From 5f001118b53f5f7f0faa61afbd77566298aaeb75 Mon Sep 17 00:00:00 2001
From: Oliver Kandler <oliver@martpersonalfinance.info>
Date: Mon, 12 Feb 2024 22:01:20 +0100
Subject: [PATCH] new option to merge schema and necessary refactorings

---
 blurry/__init__.py          |   5 +-
 blurry/markdown/__init__.py | 125 +++++++++++++++++++++++++++++-------
 blurry/types.py             |   1 +
 3 files changed, 107 insertions(+), 24 deletions(-)
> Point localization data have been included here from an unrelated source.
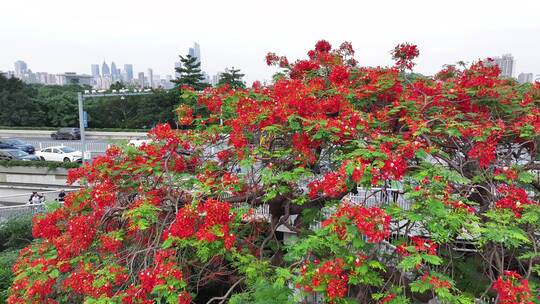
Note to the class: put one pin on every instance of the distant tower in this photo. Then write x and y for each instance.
(95, 70)
(506, 64)
(195, 51)
(141, 80)
(151, 78)
(105, 69)
(114, 71)
(128, 69)
(177, 64)
(20, 68)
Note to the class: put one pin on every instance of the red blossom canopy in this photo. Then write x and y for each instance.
(390, 182)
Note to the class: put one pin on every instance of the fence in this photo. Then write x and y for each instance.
(8, 212)
(94, 147)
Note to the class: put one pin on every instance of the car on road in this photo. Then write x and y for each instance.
(19, 144)
(15, 154)
(138, 142)
(60, 153)
(6, 146)
(67, 133)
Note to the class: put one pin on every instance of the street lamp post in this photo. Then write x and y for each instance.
(94, 94)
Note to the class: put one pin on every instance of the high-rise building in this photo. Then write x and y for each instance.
(177, 64)
(506, 64)
(105, 71)
(20, 68)
(70, 78)
(114, 71)
(525, 77)
(128, 69)
(195, 51)
(95, 70)
(151, 78)
(141, 80)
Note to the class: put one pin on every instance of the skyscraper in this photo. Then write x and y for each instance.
(195, 51)
(114, 71)
(177, 64)
(506, 64)
(105, 69)
(95, 70)
(525, 77)
(141, 80)
(20, 68)
(151, 78)
(128, 69)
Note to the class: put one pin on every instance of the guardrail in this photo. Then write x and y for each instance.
(7, 213)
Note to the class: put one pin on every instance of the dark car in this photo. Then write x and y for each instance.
(6, 146)
(67, 133)
(19, 144)
(15, 154)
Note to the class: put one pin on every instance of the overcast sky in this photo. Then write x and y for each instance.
(58, 35)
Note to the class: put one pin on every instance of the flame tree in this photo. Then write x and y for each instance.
(176, 220)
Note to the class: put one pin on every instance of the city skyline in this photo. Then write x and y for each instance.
(445, 33)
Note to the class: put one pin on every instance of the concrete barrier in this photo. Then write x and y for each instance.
(33, 176)
(89, 134)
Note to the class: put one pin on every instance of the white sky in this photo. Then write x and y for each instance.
(59, 35)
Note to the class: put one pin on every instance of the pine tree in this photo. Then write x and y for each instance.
(233, 78)
(190, 73)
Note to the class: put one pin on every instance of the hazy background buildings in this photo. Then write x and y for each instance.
(104, 75)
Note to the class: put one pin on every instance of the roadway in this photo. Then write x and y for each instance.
(94, 146)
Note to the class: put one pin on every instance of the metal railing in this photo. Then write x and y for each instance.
(9, 212)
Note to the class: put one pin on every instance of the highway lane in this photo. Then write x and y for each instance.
(94, 146)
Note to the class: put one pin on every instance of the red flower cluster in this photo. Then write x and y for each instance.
(323, 46)
(332, 185)
(512, 289)
(435, 281)
(513, 198)
(404, 54)
(332, 275)
(210, 221)
(339, 75)
(373, 222)
(420, 246)
(185, 115)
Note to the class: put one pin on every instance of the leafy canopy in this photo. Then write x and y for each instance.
(198, 214)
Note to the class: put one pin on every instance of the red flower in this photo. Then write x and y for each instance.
(512, 289)
(404, 54)
(323, 46)
(339, 75)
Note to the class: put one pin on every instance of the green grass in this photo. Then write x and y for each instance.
(38, 164)
(87, 129)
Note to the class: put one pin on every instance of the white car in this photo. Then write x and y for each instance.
(139, 142)
(60, 153)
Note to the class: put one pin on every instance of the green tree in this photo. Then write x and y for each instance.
(117, 86)
(190, 73)
(18, 104)
(60, 104)
(233, 78)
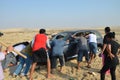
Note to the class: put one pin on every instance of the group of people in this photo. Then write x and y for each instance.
(37, 52)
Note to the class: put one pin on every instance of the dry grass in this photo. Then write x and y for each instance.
(69, 73)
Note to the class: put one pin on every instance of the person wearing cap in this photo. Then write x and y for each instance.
(57, 46)
(111, 59)
(40, 53)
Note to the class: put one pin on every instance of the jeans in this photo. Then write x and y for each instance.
(112, 72)
(93, 47)
(82, 53)
(54, 61)
(21, 68)
(10, 58)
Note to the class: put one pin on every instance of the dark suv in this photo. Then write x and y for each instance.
(70, 49)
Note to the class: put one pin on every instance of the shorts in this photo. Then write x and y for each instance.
(40, 55)
(93, 47)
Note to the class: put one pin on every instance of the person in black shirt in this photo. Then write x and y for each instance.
(111, 59)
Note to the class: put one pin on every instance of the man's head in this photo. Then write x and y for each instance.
(107, 29)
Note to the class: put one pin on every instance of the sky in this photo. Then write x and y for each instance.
(59, 13)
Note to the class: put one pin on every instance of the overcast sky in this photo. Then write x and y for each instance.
(59, 13)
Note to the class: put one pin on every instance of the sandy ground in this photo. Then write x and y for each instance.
(69, 71)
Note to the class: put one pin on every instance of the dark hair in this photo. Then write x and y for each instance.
(24, 43)
(111, 35)
(107, 29)
(59, 36)
(42, 31)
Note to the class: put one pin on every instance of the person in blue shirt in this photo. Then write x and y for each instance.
(57, 46)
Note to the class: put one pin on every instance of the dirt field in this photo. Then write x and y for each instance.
(69, 73)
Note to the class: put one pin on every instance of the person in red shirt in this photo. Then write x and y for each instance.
(40, 54)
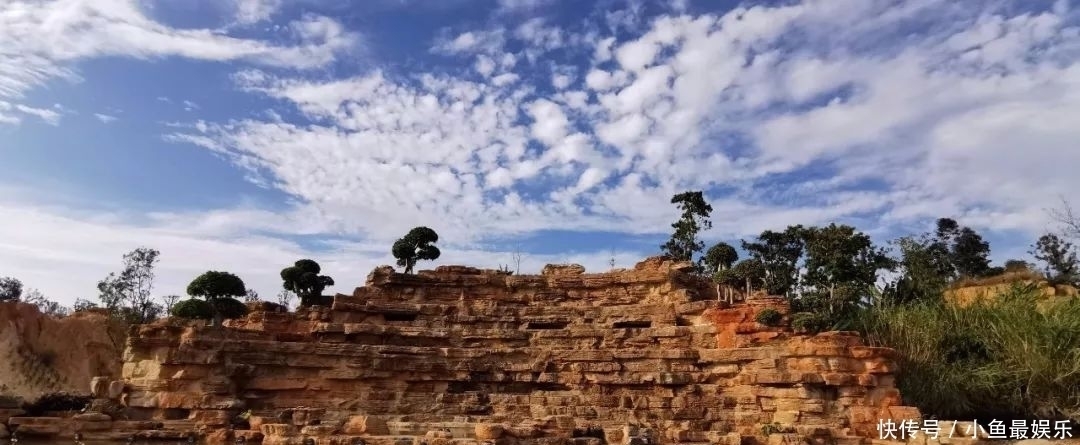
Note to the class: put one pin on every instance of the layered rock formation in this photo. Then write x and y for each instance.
(42, 354)
(459, 354)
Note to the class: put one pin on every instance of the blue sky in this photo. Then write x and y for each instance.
(244, 134)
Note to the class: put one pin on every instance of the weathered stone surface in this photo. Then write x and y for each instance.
(99, 387)
(474, 355)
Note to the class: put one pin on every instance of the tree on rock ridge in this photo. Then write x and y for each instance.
(416, 245)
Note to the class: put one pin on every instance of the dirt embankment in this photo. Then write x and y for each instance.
(42, 354)
(970, 291)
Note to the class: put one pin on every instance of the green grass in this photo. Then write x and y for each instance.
(1000, 359)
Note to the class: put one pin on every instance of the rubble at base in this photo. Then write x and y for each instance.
(461, 355)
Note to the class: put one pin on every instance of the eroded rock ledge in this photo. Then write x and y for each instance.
(458, 354)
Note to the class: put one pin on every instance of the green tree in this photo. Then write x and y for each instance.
(304, 280)
(719, 257)
(779, 253)
(127, 294)
(743, 274)
(1060, 258)
(971, 254)
(968, 253)
(44, 305)
(1016, 266)
(925, 269)
(215, 284)
(11, 290)
(684, 242)
(82, 305)
(841, 266)
(416, 245)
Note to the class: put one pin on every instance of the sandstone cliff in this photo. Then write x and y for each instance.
(43, 354)
(631, 356)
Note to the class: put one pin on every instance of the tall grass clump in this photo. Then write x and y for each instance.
(999, 358)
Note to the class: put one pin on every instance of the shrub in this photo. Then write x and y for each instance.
(199, 309)
(999, 358)
(810, 323)
(56, 402)
(769, 317)
(192, 309)
(230, 308)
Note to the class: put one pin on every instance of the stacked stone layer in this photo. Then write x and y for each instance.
(461, 354)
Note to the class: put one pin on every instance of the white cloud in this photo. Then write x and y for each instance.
(470, 42)
(105, 118)
(522, 5)
(250, 12)
(86, 245)
(12, 113)
(856, 118)
(39, 40)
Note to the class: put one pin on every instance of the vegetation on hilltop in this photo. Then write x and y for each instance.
(418, 244)
(1001, 358)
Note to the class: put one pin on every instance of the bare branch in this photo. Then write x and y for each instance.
(1068, 219)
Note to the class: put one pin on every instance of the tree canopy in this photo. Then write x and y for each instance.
(719, 256)
(1060, 257)
(304, 280)
(127, 294)
(11, 290)
(216, 284)
(684, 242)
(416, 245)
(779, 253)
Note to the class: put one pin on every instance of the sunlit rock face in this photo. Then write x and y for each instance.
(645, 355)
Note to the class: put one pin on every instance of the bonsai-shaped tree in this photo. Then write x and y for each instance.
(214, 286)
(304, 280)
(416, 245)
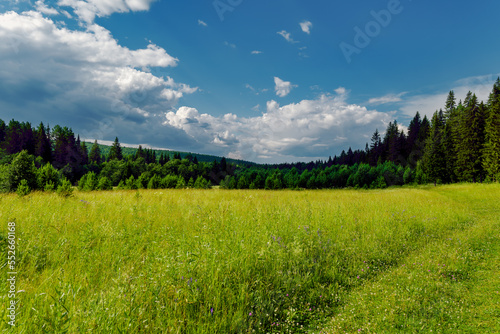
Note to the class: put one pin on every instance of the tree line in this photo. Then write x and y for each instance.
(461, 143)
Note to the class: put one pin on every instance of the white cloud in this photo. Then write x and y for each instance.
(306, 27)
(390, 98)
(427, 104)
(286, 35)
(301, 131)
(87, 10)
(44, 9)
(282, 88)
(79, 78)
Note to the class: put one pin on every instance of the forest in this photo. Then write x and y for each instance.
(460, 143)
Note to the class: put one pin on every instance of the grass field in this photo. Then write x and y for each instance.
(213, 261)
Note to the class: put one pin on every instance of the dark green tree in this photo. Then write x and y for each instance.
(116, 151)
(434, 163)
(23, 168)
(95, 153)
(470, 144)
(491, 153)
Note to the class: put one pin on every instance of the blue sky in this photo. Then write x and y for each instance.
(266, 81)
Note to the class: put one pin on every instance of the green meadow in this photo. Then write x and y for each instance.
(410, 260)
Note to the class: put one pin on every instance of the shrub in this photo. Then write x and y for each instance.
(23, 188)
(65, 189)
(104, 184)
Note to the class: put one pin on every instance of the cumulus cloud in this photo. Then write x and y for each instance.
(231, 45)
(87, 10)
(427, 104)
(390, 98)
(282, 88)
(301, 131)
(82, 78)
(306, 27)
(286, 35)
(44, 9)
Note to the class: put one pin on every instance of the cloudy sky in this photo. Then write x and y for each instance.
(266, 81)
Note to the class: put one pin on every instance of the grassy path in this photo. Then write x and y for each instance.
(451, 286)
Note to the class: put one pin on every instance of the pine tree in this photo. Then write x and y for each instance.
(95, 153)
(3, 128)
(471, 141)
(43, 147)
(450, 105)
(434, 163)
(116, 151)
(375, 148)
(491, 153)
(414, 147)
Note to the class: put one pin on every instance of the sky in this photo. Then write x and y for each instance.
(265, 81)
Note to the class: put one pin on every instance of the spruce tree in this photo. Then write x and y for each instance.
(116, 151)
(491, 153)
(434, 163)
(43, 147)
(95, 153)
(470, 142)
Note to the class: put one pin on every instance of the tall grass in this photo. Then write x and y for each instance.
(195, 261)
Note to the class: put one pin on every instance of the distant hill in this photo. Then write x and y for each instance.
(201, 157)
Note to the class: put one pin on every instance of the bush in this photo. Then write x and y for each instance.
(169, 181)
(4, 178)
(22, 168)
(47, 174)
(23, 188)
(65, 189)
(130, 183)
(49, 186)
(104, 184)
(181, 184)
(154, 182)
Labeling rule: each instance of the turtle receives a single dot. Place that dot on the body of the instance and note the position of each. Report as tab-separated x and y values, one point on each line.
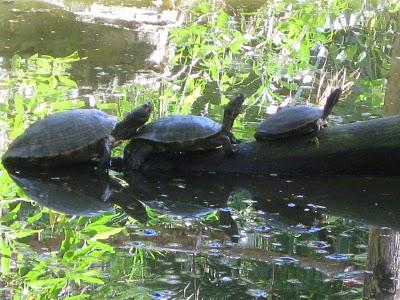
296	120
183	133
73	137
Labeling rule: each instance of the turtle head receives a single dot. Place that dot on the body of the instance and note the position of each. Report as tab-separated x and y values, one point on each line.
128	127
231	111
331	101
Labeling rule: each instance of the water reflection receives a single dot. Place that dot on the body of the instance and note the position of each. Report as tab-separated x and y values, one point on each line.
280	226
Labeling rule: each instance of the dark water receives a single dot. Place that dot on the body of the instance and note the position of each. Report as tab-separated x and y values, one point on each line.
216	237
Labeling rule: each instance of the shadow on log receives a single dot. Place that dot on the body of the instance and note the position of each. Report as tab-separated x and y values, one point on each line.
369	147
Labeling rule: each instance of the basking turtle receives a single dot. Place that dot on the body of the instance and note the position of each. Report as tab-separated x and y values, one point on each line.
296	120
74	136
182	134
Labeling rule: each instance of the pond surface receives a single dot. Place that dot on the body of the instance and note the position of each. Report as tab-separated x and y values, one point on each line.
71	234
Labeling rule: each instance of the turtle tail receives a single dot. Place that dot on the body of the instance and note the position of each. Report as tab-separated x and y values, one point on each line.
231	111
331	101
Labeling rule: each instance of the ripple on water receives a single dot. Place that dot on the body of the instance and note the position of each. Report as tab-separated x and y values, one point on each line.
257	293
318	244
149	232
285	260
338	256
162	295
262	228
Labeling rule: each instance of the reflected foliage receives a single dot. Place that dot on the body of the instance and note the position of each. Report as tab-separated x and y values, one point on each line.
184	237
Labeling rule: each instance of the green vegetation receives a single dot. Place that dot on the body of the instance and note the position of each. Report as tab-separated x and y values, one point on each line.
280	49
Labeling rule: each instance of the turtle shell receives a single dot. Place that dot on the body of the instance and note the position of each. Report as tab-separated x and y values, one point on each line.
179	129
288	121
70	136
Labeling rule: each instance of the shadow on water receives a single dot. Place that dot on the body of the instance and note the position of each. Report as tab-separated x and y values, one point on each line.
293	207
111	49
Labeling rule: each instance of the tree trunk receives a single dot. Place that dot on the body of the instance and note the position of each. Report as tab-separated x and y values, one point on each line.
370	147
392	100
384	262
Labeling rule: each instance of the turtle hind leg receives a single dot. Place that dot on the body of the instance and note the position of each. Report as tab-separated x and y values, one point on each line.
226	144
136	153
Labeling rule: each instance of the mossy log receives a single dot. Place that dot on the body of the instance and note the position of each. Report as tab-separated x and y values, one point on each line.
369	147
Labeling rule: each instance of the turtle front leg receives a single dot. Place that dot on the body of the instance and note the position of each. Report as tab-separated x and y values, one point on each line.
104	163
136	153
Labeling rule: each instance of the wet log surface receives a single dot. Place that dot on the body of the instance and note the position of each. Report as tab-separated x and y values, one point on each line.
370	147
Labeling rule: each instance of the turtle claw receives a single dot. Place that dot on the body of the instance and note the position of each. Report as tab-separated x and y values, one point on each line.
316	141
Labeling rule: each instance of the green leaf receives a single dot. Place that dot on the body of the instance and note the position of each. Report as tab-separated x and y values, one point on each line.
106	234
35	217
24	233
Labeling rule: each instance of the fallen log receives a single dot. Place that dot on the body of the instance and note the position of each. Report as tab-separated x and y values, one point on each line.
369	147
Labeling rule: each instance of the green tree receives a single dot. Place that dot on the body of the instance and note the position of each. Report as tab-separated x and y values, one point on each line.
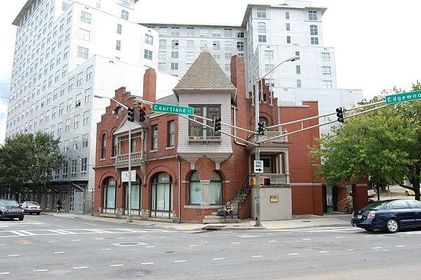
383	146
29	159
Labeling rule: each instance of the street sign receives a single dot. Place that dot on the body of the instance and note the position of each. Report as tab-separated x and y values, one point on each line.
258	166
125	176
403	97
172	109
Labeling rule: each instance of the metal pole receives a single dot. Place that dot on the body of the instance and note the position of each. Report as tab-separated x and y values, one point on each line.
257	156
129	193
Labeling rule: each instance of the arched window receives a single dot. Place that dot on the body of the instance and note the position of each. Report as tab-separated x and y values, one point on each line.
109	195
161	195
103	146
196	193
215	189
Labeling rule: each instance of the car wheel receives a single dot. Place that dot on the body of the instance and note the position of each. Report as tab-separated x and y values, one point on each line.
392	226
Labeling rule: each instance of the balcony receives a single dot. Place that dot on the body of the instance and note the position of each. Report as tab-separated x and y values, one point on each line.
123	160
272	180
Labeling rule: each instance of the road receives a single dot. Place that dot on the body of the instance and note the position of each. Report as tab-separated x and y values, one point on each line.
52	247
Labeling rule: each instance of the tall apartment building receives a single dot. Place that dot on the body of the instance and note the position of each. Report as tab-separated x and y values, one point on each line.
268	34
66	52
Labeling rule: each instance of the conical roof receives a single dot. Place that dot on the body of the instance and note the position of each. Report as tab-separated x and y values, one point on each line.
204	73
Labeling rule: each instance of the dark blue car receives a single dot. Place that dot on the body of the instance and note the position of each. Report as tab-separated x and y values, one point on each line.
388	215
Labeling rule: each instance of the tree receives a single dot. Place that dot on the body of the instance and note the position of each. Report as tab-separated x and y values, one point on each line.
379	146
29	159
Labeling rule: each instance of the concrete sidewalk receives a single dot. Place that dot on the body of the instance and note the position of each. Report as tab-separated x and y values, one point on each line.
332	220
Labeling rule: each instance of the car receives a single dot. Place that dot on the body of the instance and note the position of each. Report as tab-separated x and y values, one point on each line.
9	208
31	207
388	215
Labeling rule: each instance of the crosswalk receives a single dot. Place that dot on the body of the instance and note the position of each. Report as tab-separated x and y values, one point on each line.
74	231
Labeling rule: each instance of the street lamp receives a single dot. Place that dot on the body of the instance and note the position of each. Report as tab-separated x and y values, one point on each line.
257	151
129	196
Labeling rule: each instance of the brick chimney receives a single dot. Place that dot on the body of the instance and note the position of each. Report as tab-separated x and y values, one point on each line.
149	85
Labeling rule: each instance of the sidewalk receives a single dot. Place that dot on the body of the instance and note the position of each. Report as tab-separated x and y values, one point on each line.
298	222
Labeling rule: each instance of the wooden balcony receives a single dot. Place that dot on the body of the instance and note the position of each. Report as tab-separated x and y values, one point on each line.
123	160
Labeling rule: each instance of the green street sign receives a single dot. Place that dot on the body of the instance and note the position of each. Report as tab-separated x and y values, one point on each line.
172	109
403	97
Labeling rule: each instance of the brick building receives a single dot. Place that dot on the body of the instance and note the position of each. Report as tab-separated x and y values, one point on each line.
185	171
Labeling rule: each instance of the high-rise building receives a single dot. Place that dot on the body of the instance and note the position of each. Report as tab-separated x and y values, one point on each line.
66	52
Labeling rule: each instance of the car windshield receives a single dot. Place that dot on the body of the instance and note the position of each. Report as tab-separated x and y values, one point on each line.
9	203
374	206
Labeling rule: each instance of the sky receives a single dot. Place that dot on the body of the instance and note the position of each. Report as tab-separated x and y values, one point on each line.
376	42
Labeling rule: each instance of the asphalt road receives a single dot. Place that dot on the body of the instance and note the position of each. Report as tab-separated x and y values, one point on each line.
54	247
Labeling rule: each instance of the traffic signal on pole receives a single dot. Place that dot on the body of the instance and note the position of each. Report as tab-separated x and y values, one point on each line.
340	114
130	114
260	128
142	114
217	124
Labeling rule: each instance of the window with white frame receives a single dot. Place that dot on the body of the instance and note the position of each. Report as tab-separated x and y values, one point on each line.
261	13
314	30
148	39
312	15
325	57
147	54
326	70
85	17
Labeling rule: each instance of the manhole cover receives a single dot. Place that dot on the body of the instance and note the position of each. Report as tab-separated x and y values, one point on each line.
126	244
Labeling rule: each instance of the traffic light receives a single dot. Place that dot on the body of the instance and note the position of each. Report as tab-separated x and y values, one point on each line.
142	114
340	114
260	128
217	124
130	114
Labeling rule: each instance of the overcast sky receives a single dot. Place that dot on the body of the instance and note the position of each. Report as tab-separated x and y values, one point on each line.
377	42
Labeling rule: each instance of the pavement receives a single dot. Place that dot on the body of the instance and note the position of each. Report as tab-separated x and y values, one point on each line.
328	220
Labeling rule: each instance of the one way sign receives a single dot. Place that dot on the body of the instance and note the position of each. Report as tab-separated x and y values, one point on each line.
258	166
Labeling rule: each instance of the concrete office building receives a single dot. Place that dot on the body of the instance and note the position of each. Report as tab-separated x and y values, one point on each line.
66	52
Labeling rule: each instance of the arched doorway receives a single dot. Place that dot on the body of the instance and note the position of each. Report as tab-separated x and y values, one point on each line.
135	197
109	195
161	195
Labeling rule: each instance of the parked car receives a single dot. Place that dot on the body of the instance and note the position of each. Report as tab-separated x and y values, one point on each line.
10	209
388	215
31	207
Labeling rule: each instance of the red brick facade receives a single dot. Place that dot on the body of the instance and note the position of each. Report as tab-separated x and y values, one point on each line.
233	173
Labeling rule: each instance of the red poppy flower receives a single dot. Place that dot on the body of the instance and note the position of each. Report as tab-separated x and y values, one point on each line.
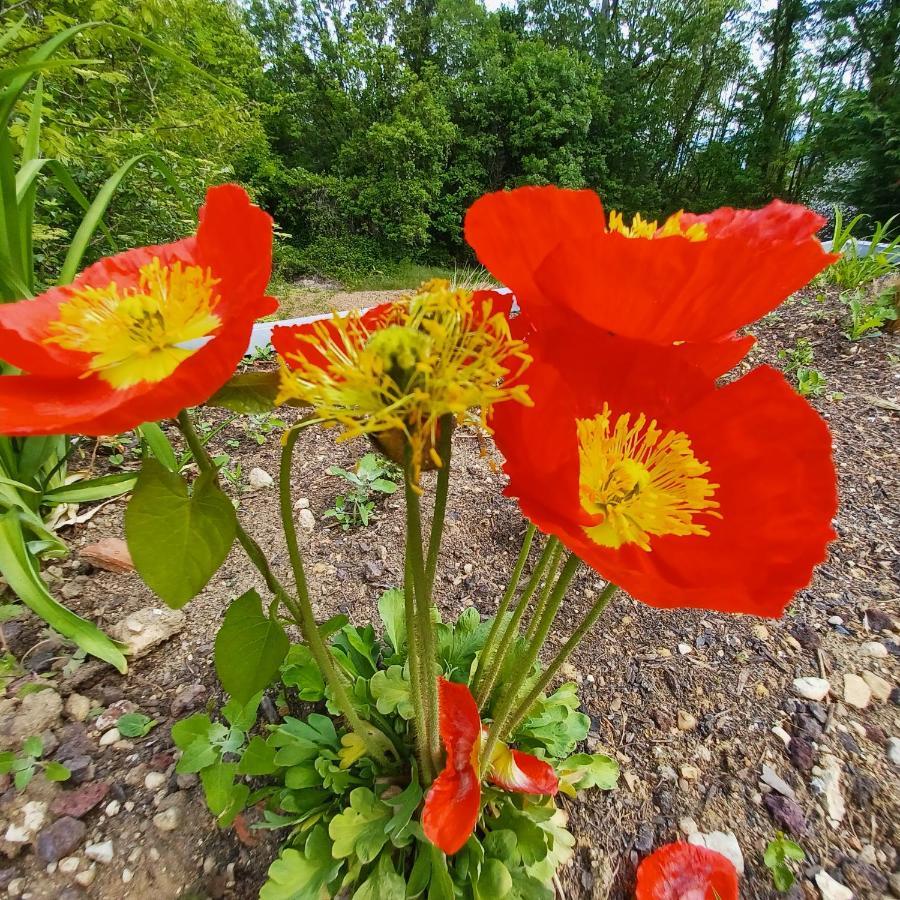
453	801
686	872
683	493
106	352
696	278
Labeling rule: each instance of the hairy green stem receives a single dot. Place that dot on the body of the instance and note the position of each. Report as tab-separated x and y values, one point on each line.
488	650
423	626
522	710
444	449
500	725
544	596
494	667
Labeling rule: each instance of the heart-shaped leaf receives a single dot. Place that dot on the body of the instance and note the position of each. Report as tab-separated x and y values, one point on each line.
178	539
250	648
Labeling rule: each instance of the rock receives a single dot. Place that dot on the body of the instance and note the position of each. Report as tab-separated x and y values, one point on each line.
893	750
828	785
880	688
101	852
60	839
33	814
786	813
776	782
81	801
154	781
723	842
187	698
831	889
812	688
147	628
109	554
71	590
873	649
259	479
37	712
169	819
856	691
77	707
86	878
110	737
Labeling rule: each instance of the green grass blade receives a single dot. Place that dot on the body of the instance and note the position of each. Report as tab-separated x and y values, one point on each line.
20	571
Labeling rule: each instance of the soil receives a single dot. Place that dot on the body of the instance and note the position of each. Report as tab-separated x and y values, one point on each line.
686	700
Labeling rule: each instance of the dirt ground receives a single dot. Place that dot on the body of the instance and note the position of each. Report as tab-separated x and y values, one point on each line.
698	707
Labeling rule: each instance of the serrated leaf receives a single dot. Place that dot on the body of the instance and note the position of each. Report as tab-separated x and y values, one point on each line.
360	829
297	875
178	540
391	690
250	648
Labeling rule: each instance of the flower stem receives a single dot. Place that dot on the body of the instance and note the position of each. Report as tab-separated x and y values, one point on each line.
423	626
500	725
494	666
304	618
522	710
444	449
488	650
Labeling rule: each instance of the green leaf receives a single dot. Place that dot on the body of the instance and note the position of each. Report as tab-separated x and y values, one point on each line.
33	746
248	393
99	488
392	611
224	796
160	446
391	690
297	875
301	671
178	541
250	648
20	571
135	725
383	883
360	829
56	772
585	770
258	758
185	732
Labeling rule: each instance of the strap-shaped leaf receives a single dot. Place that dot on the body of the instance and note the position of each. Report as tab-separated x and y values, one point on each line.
20	570
178	539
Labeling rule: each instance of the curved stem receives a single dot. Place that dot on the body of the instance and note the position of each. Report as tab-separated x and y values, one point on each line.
487	651
423	627
501	715
444	449
495	665
522	710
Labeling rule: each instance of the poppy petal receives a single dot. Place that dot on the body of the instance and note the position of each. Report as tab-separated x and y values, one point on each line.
768	452
521	772
453	800
683	871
diff --git a/blurry/__init__.py b/blurry/__init__.py
index 3194bff..52c32ab 100644
--- a/blurry/__init__.py
+++ b/blurry/__init__.py
@@ -105,7 +105,7 @@ async def write_html_file(
         extra_context["sibling_pages"] = sibling_pages
     folder_in_build = convert_content_path_to_directory_in_build(file_data.path)
 
-    schema_type = file_data.front_matter.get("@type")
+    schema_type = file_data.top_level_type
     if not schema_type:
         raise ValueError(
             f"Required @type value missing in file or TOML front matter invalid: "
@@ -193,9 +193,10 @@ async def build(release=True):
             file_data_by_directory[directory] = []
 
         # Convert Markdown file to HTML
-        body, front_matter = convert_markdown_file_to_html(filepath)
+        body, front_matter, top_level_type = convert_markdown_file_to_html(filepath)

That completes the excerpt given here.